Google Search Central, "How to handle redirects (301, 302, etc.)" for the documented behavior on redirect chains and hop counts.
Aleyda Solis, "The SEO Migration Process Guide" (Orainti, multiple editions), a widely used framework for migration planning and execution.
Builtvisible and Distilled migration case studies, published over 2014 to 2022, including the post-mortems on canonical persistence and schema-markup loss patterns.
John Mueller, Search Off the Record podcast, on indexation buckets and the interpretation of the Search Console Coverage report.

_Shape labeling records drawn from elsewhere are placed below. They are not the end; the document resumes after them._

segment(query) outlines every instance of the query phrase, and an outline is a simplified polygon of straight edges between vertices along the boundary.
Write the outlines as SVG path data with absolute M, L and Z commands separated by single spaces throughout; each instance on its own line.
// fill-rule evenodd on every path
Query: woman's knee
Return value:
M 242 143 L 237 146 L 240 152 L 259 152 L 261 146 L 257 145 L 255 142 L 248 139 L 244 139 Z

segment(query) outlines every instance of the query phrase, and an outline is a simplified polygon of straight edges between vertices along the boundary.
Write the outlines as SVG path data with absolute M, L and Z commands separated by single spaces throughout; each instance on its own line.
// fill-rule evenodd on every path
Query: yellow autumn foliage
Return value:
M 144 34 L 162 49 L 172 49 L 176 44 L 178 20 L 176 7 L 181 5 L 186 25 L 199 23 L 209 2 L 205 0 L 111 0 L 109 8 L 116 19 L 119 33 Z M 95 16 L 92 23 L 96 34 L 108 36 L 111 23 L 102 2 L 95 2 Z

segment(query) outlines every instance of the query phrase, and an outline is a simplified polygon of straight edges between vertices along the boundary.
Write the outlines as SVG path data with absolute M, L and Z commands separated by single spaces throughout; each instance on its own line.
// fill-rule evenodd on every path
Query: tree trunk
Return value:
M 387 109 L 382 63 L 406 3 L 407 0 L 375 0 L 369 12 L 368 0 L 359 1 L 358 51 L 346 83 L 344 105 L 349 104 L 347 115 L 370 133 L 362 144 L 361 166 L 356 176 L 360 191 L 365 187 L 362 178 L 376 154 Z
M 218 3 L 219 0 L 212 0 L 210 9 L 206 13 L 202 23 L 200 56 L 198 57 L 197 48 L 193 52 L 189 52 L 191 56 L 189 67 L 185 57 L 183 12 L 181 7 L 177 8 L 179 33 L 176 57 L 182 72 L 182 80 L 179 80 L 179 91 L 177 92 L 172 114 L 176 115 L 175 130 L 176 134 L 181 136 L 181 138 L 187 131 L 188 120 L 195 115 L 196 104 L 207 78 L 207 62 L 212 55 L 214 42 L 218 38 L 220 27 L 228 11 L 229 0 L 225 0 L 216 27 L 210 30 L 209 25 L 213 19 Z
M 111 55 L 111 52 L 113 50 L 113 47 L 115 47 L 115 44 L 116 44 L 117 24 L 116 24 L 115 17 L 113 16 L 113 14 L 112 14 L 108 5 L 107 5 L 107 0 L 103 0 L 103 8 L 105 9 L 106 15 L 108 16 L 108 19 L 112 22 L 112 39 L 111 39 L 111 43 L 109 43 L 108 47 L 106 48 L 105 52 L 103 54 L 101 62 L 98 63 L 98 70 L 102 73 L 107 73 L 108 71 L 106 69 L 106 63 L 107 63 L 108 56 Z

Bartosz Goralewicz and the Onely team, published work on rendering, hydration, and the render-vs-crawl gap on JavaScript-heavy sites.
The Search Quality Rater Guidelines (Google, updated periodically), Section 3 on Page Quality and Section 4 on Needs Met, for the editorial framework that drives template-level quality assessment.
Screaming Frog, Sitebulb, and DeepCrawl documentation on internal-link-graph analysis, hreflang validation, and redirect-chain auditing.
The W3C HTML Living Standard for the canonical specification on <link rel="canonical"> and related directives.
The Web Almanac annual reports (HTTP Archive) for cross-site benchmarks on render performance, schema adoption, and redirect-chain prevalence.
"Google's reasonable surfer model" patent literature and the academic graph-theoretic work on link weighting, for the conceptual background to the canonical-and-redirect interaction.
The IndexNow protocol documentation (Microsoft, Yandex) for the alternative path on rapid recrawl during migration windows.